Mobile GPU scheduler: Using GPU for computational-intensive tasks (e.g., vision sensing apps) in the background might interfere user's apps on the foreground. This might cause the UI unresponsive, reducing user's experience due to the non-preemptiveness of the GPU task. In this project, we are building the GPU-scheduler to preserve the user's experience while doing sensing tasks in the background. In order to achieve our goal, we divide sensing task into multiple micro-tasks which can be processed in an estimated amount of time to tackle the problem of non-preemptiveness. Furthermore, we build the GPU scheduler in kernel-space to keep track of all requests to the GPU and prioritize foreground tasks when needed.

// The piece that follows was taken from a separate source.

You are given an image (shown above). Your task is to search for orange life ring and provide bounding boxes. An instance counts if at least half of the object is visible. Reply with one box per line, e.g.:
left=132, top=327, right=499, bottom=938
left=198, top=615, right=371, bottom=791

Compressing convolutional neural network: CNN is well-known to be computational intensive. However, there are a lot of computational redundancy within the CNN pipeline. For examples, we tend to use a lot of filters during training and result in almost-zero-value outputs across a lot of channels. Traditional prunning methods remove unnecessary weights to make model smaller. Unfortunately, it produces sparse weight matrix which is hard to leverage optimized dense matrix multiplication library to compute the outputs efficiently. We propose adding an additional network (with small amount of computational cost) before convolutional layer to predict whether a particular filter is necessary or not. The proposed approach help us remove several unnecessary filters (instead of arbitrary weights) without any significant loss in accuracy. The additional network has 2 primary goals. First, we can use it to compress original network to be smaller (by removing those most unnecessary filters and additional network) and make it more computational efficient. Second, we hypothesize that each output channel will be activated for only some particular inputs. Hence, the additional network will act as an "online predictor" to choose which filters we should compute based on current input in order to reduce most processing time while preserving the accuracy.